Jika dilihat gaya belanja, di Jogja banyak pensiunan sehingga tidak banyak belanja kecuali milenial. Milenial pun tentu anggarannya terbatas tidak seperti para pegawai lainnya. Sehingga angka belanja di DIY memang kecil dibanding daerah lain.
"Persentase penduduknya juga kecil. DIY itu penduduknya hanya 3,6 juta dibanding Jawa Tengah kalah banyak," terang dia
Melihat kondisi ini, Irfan mengaku optimis justru DIY bukan daerah termiskin di Pulau Jawa. Terlebih tahun lalu pertumbuhan jumlah investor dari DIY mencapai 31,85 persen. Justru lebih tinggi dari Perwakilan BEI di daerah lain dan hanya kalah dengan DKI Jakarta.
"Miskin menurut BPS itu belum tentu dikategorikan miskin yang sejatinya,"terang dia.
Sabtu kemarin, pihaknya memang bekerja sama dengan alumni UPN Kelas 80 A memberikan bantuan sambungan listrik gratis kepada warga kurang mampu. Sebanyak 15 warga miskin dari 3 Kalurahan di Karangmojo yang mendapat bantuan ini.
"Ini merupakan upaya kami membantu warga miskin di DIY terutama di Gunungkidul,"tambahnya.
Ketua Alumni UPN 80A, Ilham Nur menambahkan pihaknya sengaja memilih listrik karena merupakan salah satu kebutuhan dasar. Dan bantuan ini nanti akan bermanfaat sepanjang tahun atau tidak hanya sekali saat menerima bantuan tersebut.
"Kami contohkan di Dusun Gentunyan Kalurahan Karangmojo ini, kami beri bantuan untuk rumah yang ditinggali 6 orang. Padahal rumahnya memprihatinkan.
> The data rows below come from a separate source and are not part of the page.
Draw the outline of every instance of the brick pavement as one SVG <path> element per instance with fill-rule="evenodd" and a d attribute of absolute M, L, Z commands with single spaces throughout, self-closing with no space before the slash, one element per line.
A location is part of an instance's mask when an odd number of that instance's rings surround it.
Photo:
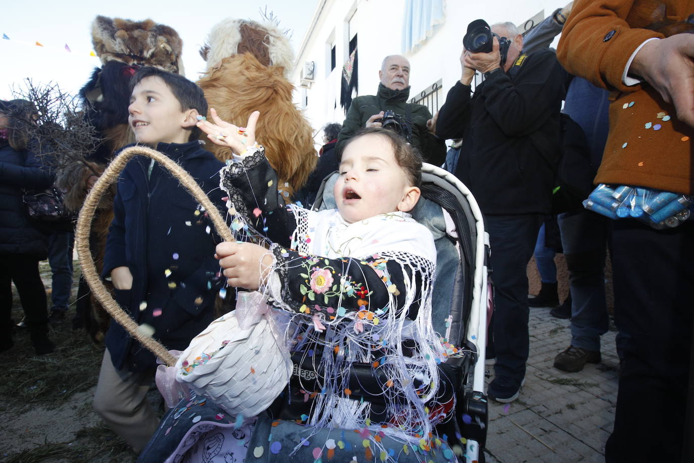
<path fill-rule="evenodd" d="M 551 317 L 549 309 L 530 309 L 525 385 L 513 403 L 490 401 L 487 462 L 604 461 L 617 402 L 616 332 L 602 336 L 601 363 L 564 373 L 552 364 L 569 346 L 569 324 Z"/>

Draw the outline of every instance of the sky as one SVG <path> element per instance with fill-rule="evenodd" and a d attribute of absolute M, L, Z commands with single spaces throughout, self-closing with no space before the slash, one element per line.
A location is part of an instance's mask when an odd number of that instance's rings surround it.
<path fill-rule="evenodd" d="M 12 97 L 11 87 L 31 78 L 35 85 L 52 82 L 76 94 L 87 83 L 98 58 L 90 57 L 92 22 L 97 15 L 134 21 L 147 18 L 169 26 L 183 40 L 186 76 L 197 80 L 205 69 L 198 53 L 210 29 L 232 17 L 260 21 L 260 11 L 273 12 L 280 28 L 291 30 L 291 43 L 296 53 L 318 0 L 286 0 L 273 3 L 255 0 L 114 0 L 69 2 L 35 0 L 3 1 L 0 14 L 0 99 Z M 38 42 L 43 47 L 35 44 Z M 65 49 L 67 45 L 71 52 Z"/>

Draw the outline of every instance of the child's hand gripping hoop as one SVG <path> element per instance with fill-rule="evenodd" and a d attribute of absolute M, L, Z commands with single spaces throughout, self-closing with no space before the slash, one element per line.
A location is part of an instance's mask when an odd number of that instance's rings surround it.
<path fill-rule="evenodd" d="M 171 160 L 169 158 L 159 151 L 144 146 L 132 146 L 123 150 L 118 156 L 109 165 L 103 175 L 99 177 L 94 187 L 87 196 L 84 205 L 80 210 L 79 218 L 77 220 L 77 228 L 75 230 L 76 239 L 76 247 L 77 255 L 79 257 L 80 265 L 82 267 L 82 273 L 85 280 L 89 284 L 94 295 L 101 303 L 106 311 L 113 317 L 113 319 L 123 326 L 128 332 L 143 346 L 149 349 L 155 355 L 163 360 L 169 367 L 176 364 L 176 358 L 167 351 L 160 342 L 151 336 L 141 332 L 137 323 L 119 306 L 113 300 L 113 297 L 106 287 L 103 285 L 94 259 L 89 248 L 89 236 L 92 228 L 92 220 L 94 218 L 94 210 L 101 196 L 109 185 L 118 180 L 118 176 L 125 168 L 126 165 L 133 157 L 144 155 L 151 158 L 165 167 L 171 174 L 178 178 L 181 185 L 190 192 L 195 199 L 205 208 L 205 212 L 210 216 L 214 225 L 214 228 L 223 239 L 232 241 L 234 239 L 226 223 L 219 214 L 217 208 L 212 204 L 210 199 L 196 183 L 185 169 Z"/>

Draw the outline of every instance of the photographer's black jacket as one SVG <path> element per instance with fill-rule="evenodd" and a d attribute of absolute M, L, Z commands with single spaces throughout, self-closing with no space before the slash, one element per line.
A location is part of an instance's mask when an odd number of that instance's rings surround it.
<path fill-rule="evenodd" d="M 463 139 L 455 175 L 483 213 L 550 212 L 564 95 L 561 67 L 547 49 L 521 54 L 474 94 L 460 82 L 448 92 L 437 135 Z"/>
<path fill-rule="evenodd" d="M 432 118 L 431 112 L 423 105 L 407 103 L 409 97 L 409 87 L 403 90 L 393 90 L 380 83 L 378 93 L 375 95 L 363 95 L 352 100 L 347 118 L 337 137 L 336 151 L 339 152 L 345 142 L 362 128 L 373 115 L 390 110 L 405 117 L 407 106 L 409 106 L 412 116 L 412 144 L 421 151 L 425 162 L 441 165 L 446 160 L 446 140 L 429 133 L 427 121 Z"/>

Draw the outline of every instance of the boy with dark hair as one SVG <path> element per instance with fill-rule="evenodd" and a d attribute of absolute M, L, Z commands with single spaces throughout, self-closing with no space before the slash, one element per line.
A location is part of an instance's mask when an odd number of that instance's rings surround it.
<path fill-rule="evenodd" d="M 223 164 L 196 135 L 197 117 L 208 110 L 202 90 L 153 67 L 138 70 L 132 85 L 128 122 L 137 142 L 178 162 L 223 210 L 218 188 Z M 213 319 L 221 285 L 204 210 L 167 170 L 137 156 L 119 178 L 114 214 L 103 276 L 111 277 L 117 301 L 144 331 L 167 348 L 183 350 Z M 159 423 L 146 399 L 155 359 L 118 323 L 111 323 L 105 344 L 94 407 L 139 452 Z"/>

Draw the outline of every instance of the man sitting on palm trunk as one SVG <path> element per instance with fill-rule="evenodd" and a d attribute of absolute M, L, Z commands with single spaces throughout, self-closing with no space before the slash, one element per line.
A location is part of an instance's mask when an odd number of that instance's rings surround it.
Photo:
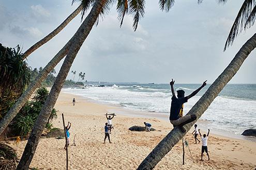
<path fill-rule="evenodd" d="M 207 81 L 207 80 L 206 80 Z M 173 124 L 173 127 L 178 126 L 183 132 L 186 132 L 186 130 L 183 126 L 189 123 L 192 122 L 197 119 L 197 116 L 194 114 L 183 115 L 183 104 L 188 101 L 188 100 L 196 95 L 206 85 L 206 81 L 198 89 L 195 90 L 189 95 L 185 97 L 185 91 L 182 90 L 177 91 L 177 97 L 175 95 L 175 92 L 173 88 L 175 81 L 172 79 L 170 82 L 172 90 L 172 97 L 171 104 L 171 110 L 170 112 L 170 122 Z"/>

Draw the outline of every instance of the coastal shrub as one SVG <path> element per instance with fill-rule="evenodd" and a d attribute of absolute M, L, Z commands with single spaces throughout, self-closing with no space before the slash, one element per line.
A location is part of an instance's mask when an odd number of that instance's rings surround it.
<path fill-rule="evenodd" d="M 32 130 L 35 123 L 43 107 L 48 95 L 49 91 L 42 87 L 36 91 L 35 95 L 30 101 L 27 102 L 22 107 L 11 124 L 17 135 L 26 135 Z M 57 112 L 55 109 L 52 113 L 46 128 L 50 129 L 52 124 L 50 124 L 53 118 L 57 118 Z"/>
<path fill-rule="evenodd" d="M 0 169 L 16 169 L 18 161 L 15 150 L 3 143 L 0 143 Z"/>
<path fill-rule="evenodd" d="M 27 87 L 30 72 L 19 45 L 9 48 L 0 43 L 0 120 Z"/>

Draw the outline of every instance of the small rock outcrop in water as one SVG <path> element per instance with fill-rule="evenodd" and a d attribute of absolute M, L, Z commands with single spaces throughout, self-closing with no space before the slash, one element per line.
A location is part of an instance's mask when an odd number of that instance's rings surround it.
<path fill-rule="evenodd" d="M 129 130 L 131 131 L 143 131 L 145 130 L 145 126 L 133 126 L 129 128 Z M 155 131 L 155 129 L 151 128 L 150 131 Z"/>
<path fill-rule="evenodd" d="M 247 129 L 243 132 L 242 135 L 244 136 L 256 137 L 256 129 Z"/>

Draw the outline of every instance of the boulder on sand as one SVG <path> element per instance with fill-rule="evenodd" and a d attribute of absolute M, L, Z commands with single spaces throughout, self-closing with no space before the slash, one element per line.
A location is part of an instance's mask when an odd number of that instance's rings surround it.
<path fill-rule="evenodd" d="M 48 138 L 65 138 L 65 133 L 63 129 L 59 128 L 53 128 L 49 132 L 47 133 L 46 136 Z"/>
<path fill-rule="evenodd" d="M 131 131 L 143 131 L 145 130 L 145 126 L 133 126 L 129 128 L 129 130 Z M 155 131 L 155 129 L 151 128 L 150 131 Z"/>
<path fill-rule="evenodd" d="M 256 137 L 256 129 L 249 129 L 245 130 L 242 135 L 244 136 Z"/>

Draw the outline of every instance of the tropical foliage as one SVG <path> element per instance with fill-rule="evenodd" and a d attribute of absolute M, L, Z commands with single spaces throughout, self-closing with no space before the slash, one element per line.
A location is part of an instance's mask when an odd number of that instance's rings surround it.
<path fill-rule="evenodd" d="M 29 82 L 29 75 L 20 47 L 5 47 L 0 44 L 0 119 L 20 96 Z"/>
<path fill-rule="evenodd" d="M 15 150 L 3 143 L 0 143 L 0 169 L 16 169 L 18 161 Z"/>
<path fill-rule="evenodd" d="M 16 135 L 25 135 L 32 130 L 35 122 L 46 101 L 49 92 L 46 88 L 38 89 L 32 100 L 27 102 L 21 109 L 13 122 L 11 127 L 13 128 Z M 53 118 L 57 118 L 56 111 L 52 111 L 48 124 Z M 47 125 L 49 127 L 50 125 Z"/>
<path fill-rule="evenodd" d="M 228 0 L 222 0 L 222 1 L 227 2 Z M 245 0 L 244 2 L 228 36 L 224 50 L 229 46 L 232 45 L 235 38 L 239 32 L 243 29 L 245 30 L 246 28 L 250 28 L 254 24 L 256 18 L 255 1 L 255 0 Z"/>

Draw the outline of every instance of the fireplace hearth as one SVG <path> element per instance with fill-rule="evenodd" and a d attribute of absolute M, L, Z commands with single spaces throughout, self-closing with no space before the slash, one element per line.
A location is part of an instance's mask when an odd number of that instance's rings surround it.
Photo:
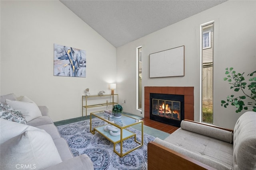
<path fill-rule="evenodd" d="M 184 95 L 150 94 L 150 119 L 180 127 L 184 119 Z"/>
<path fill-rule="evenodd" d="M 194 120 L 194 87 L 145 86 L 144 89 L 145 118 L 150 119 L 150 115 L 152 113 L 152 107 L 150 106 L 150 101 L 152 101 L 150 99 L 150 94 L 157 93 L 184 96 L 184 118 L 191 120 Z M 169 100 L 168 99 L 165 100 Z"/>

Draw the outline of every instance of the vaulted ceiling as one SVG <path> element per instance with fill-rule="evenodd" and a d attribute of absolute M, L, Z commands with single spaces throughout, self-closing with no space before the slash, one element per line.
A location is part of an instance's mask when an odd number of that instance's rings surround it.
<path fill-rule="evenodd" d="M 60 0 L 118 47 L 227 0 Z"/>

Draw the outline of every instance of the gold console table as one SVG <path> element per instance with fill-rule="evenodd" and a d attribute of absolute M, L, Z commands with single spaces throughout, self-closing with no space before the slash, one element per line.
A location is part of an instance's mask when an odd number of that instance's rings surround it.
<path fill-rule="evenodd" d="M 114 97 L 114 96 L 116 96 Z M 88 100 L 89 98 L 98 98 L 99 99 L 102 99 L 102 98 L 106 97 L 106 96 L 110 97 L 110 102 L 106 102 L 105 103 L 99 103 L 94 104 L 88 104 Z M 111 98 L 111 96 L 112 97 Z M 84 105 L 84 101 L 85 101 L 85 105 Z M 113 106 L 114 104 L 118 104 L 118 94 L 105 94 L 104 95 L 91 95 L 91 96 L 82 96 L 82 115 L 84 116 L 84 109 L 85 108 L 86 110 L 86 116 L 87 116 L 87 108 L 95 107 L 96 107 L 108 106 L 108 105 L 112 105 Z"/>

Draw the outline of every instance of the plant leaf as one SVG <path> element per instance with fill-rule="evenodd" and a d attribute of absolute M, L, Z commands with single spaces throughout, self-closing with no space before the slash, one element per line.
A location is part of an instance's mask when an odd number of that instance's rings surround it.
<path fill-rule="evenodd" d="M 246 97 L 245 96 L 242 96 L 240 97 L 241 99 L 245 99 L 246 98 Z"/>
<path fill-rule="evenodd" d="M 239 91 L 239 90 L 240 90 L 240 89 L 239 88 L 236 88 L 234 91 L 235 92 L 238 92 L 238 91 Z"/>

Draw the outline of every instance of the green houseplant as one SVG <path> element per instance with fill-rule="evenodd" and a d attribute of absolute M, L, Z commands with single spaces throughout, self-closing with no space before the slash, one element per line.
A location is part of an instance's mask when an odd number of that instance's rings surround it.
<path fill-rule="evenodd" d="M 231 85 L 230 89 L 233 89 L 235 92 L 241 91 L 243 95 L 237 97 L 233 94 L 228 96 L 226 101 L 221 101 L 221 106 L 226 108 L 230 103 L 237 108 L 236 113 L 239 113 L 243 109 L 248 110 L 249 107 L 252 107 L 252 111 L 256 112 L 256 77 L 253 76 L 256 73 L 256 70 L 247 75 L 247 76 L 250 76 L 248 80 L 250 83 L 246 86 L 247 83 L 244 82 L 245 79 L 244 77 L 244 72 L 236 73 L 232 67 L 226 68 L 226 70 L 225 74 L 227 76 L 224 78 L 224 80 L 227 80 Z M 246 98 L 250 99 L 250 102 L 246 104 L 244 100 Z"/>
<path fill-rule="evenodd" d="M 120 117 L 122 116 L 123 111 L 123 107 L 119 104 L 114 105 L 112 108 L 112 112 L 114 113 L 114 116 L 116 117 Z"/>

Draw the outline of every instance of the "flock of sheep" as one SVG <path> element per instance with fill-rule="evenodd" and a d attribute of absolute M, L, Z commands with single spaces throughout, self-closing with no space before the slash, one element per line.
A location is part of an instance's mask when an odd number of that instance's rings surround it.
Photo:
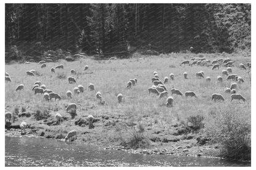
<path fill-rule="evenodd" d="M 25 64 L 29 64 L 28 62 L 26 62 Z M 230 59 L 227 58 L 226 60 L 223 59 L 217 59 L 212 61 L 212 70 L 217 69 L 218 70 L 220 68 L 220 66 L 222 64 L 223 64 L 225 66 L 227 67 L 226 69 L 223 69 L 222 71 L 222 76 L 218 75 L 217 77 L 217 82 L 221 83 L 223 82 L 223 77 L 226 76 L 226 80 L 232 80 L 235 81 L 236 82 L 233 83 L 231 85 L 230 87 L 226 87 L 224 89 L 225 93 L 228 93 L 231 94 L 231 101 L 233 99 L 238 99 L 239 102 L 240 102 L 240 100 L 243 101 L 244 102 L 246 101 L 244 97 L 243 97 L 241 94 L 236 93 L 236 88 L 237 88 L 237 83 L 242 83 L 244 81 L 241 76 L 238 76 L 237 74 L 232 74 L 232 69 L 231 66 L 233 66 L 233 61 L 232 61 Z M 41 64 L 41 68 L 46 68 L 46 63 L 45 61 L 41 61 L 39 62 L 39 64 Z M 183 61 L 180 65 L 182 64 L 188 64 L 190 66 L 193 66 L 193 64 L 197 64 L 200 66 L 204 66 L 205 64 L 210 64 L 210 61 L 209 60 L 207 60 L 206 58 L 194 58 L 191 60 L 191 61 L 189 60 L 186 60 Z M 247 63 L 247 67 L 250 69 L 251 64 L 250 63 Z M 246 67 L 244 64 L 241 63 L 239 64 L 239 68 L 241 69 L 247 69 Z M 64 66 L 61 64 L 56 66 L 55 68 L 52 68 L 50 69 L 50 71 L 52 73 L 54 73 L 55 69 L 64 69 Z M 86 71 L 89 69 L 88 66 L 86 66 L 84 67 L 84 71 Z M 70 72 L 72 75 L 75 75 L 76 72 L 74 69 L 71 69 Z M 26 72 L 27 75 L 29 76 L 34 76 L 36 74 L 35 70 L 30 70 Z M 185 72 L 183 73 L 184 79 L 188 79 L 188 72 Z M 170 73 L 169 76 L 170 80 L 172 81 L 174 81 L 174 74 L 173 73 Z M 174 106 L 174 99 L 173 96 L 168 96 L 170 92 L 168 91 L 167 88 L 165 86 L 165 84 L 168 83 L 169 81 L 169 77 L 164 77 L 163 82 L 160 80 L 159 76 L 156 71 L 154 71 L 153 72 L 153 77 L 151 78 L 151 81 L 153 85 L 148 88 L 148 95 L 150 95 L 150 93 L 154 93 L 158 96 L 159 98 L 162 98 L 164 97 L 166 97 L 166 106 L 167 107 L 173 107 Z M 202 71 L 200 71 L 196 73 L 196 77 L 198 79 L 204 79 L 204 72 Z M 12 80 L 9 74 L 6 72 L 5 73 L 5 80 L 6 82 L 11 82 Z M 206 82 L 210 82 L 211 78 L 209 76 L 206 77 Z M 69 83 L 76 83 L 76 79 L 73 77 L 68 77 L 68 82 Z M 135 86 L 137 84 L 138 81 L 136 78 L 130 79 L 129 81 L 127 83 L 126 88 L 130 89 L 132 88 L 132 86 Z M 24 89 L 24 85 L 20 84 L 18 85 L 15 90 L 16 91 L 21 91 Z M 50 102 L 52 101 L 52 99 L 54 98 L 55 101 L 56 99 L 60 100 L 62 99 L 62 97 L 60 95 L 57 93 L 54 92 L 52 90 L 47 89 L 46 85 L 44 84 L 41 84 L 41 81 L 36 81 L 35 82 L 33 85 L 32 85 L 31 90 L 34 92 L 34 95 L 41 94 L 42 95 L 42 97 L 44 100 Z M 89 83 L 88 85 L 88 90 L 89 91 L 94 91 L 95 90 L 94 85 L 93 83 Z M 83 93 L 84 91 L 84 87 L 81 85 L 78 85 L 78 87 L 76 87 L 73 89 L 74 95 L 78 95 L 80 93 Z M 183 93 L 181 91 L 177 88 L 172 88 L 170 90 L 170 94 L 172 95 L 174 94 L 176 95 L 183 96 Z M 68 90 L 66 93 L 67 98 L 72 98 L 72 91 L 71 90 Z M 198 96 L 196 95 L 194 91 L 186 91 L 185 92 L 185 97 L 195 97 L 198 98 Z M 100 91 L 97 91 L 95 94 L 96 99 L 101 104 L 104 104 L 104 101 L 103 101 L 102 94 Z M 118 102 L 123 102 L 123 95 L 121 93 L 119 93 L 117 95 Z M 222 100 L 225 101 L 223 96 L 221 94 L 218 93 L 214 93 L 212 95 L 212 100 Z M 69 112 L 71 109 L 73 111 L 76 111 L 76 109 L 78 106 L 75 103 L 70 103 L 66 107 L 66 112 Z M 10 112 L 6 112 L 6 122 L 10 122 L 12 117 L 13 117 L 12 114 Z M 62 121 L 62 116 L 59 113 L 57 113 L 55 114 L 55 118 L 56 118 L 56 122 L 58 124 L 60 123 Z M 89 128 L 92 128 L 93 125 L 92 123 L 94 122 L 94 116 L 92 115 L 89 115 L 87 117 L 87 120 L 89 121 Z M 23 122 L 20 124 L 20 128 L 22 129 L 22 131 L 25 130 L 26 126 L 26 123 Z M 73 129 L 70 131 L 66 136 L 65 137 L 65 139 L 66 141 L 68 139 L 71 139 L 73 137 L 76 137 L 76 133 L 77 131 Z"/>

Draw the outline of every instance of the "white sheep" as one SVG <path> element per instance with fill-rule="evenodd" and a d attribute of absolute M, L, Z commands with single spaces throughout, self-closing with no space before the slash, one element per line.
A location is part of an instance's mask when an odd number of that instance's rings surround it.
<path fill-rule="evenodd" d="M 56 66 L 55 69 L 64 69 L 64 66 L 62 64 Z"/>
<path fill-rule="evenodd" d="M 118 95 L 118 102 L 121 102 L 122 101 L 122 95 L 121 93 L 119 93 Z"/>
<path fill-rule="evenodd" d="M 238 102 L 240 103 L 240 100 L 242 100 L 244 102 L 246 101 L 246 98 L 244 98 L 241 94 L 232 94 L 231 95 L 231 100 L 230 102 L 231 102 L 233 99 L 238 99 Z"/>
<path fill-rule="evenodd" d="M 70 131 L 69 133 L 68 133 L 68 134 L 66 134 L 66 137 L 64 138 L 65 139 L 65 141 L 66 142 L 66 141 L 71 138 L 72 140 L 72 138 L 75 136 L 76 139 L 77 138 L 77 136 L 76 136 L 76 133 L 78 131 L 76 129 L 73 129 L 71 131 Z"/>
<path fill-rule="evenodd" d="M 23 89 L 24 89 L 24 85 L 23 84 L 20 84 L 20 85 L 18 85 L 15 91 L 18 91 L 18 90 L 20 91 L 20 90 L 23 90 Z"/>
<path fill-rule="evenodd" d="M 93 83 L 89 83 L 88 84 L 88 89 L 90 91 L 94 90 L 94 85 Z"/>
<path fill-rule="evenodd" d="M 74 79 L 74 77 L 68 77 L 68 83 L 76 83 L 76 79 Z"/>
<path fill-rule="evenodd" d="M 68 97 L 68 98 L 71 99 L 72 98 L 72 92 L 70 90 L 66 91 L 66 96 Z"/>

Kalau kami beri bantuan sembako kan langsung habis,"ujar dia.
Badan Pusat Statistik (BPS) menyampaikan bahwa Daerah Istimewa Yogyakarta (DIY) menjadi provinsi dengan tingkat kemiskinan tertinggi di Pulau Jawa. BPS menyebut Yogyakarta memiliki tingkat kemiskinan 11,494 dengan jumlah penduduk miskin mencapai 463.630.
Angka tersebut lebih tinggi dibandingkan periode Maret 2022 sebesar 457.760 orang. Di samping itu, angka itu lebih tinggi jika dibandingkan Jawa Tengah dengan persentase penduduk miskin mencapai 10,984 pada September 2022 dan menempatkan di urutan kedua daerah termiskin di Pulau Jawa.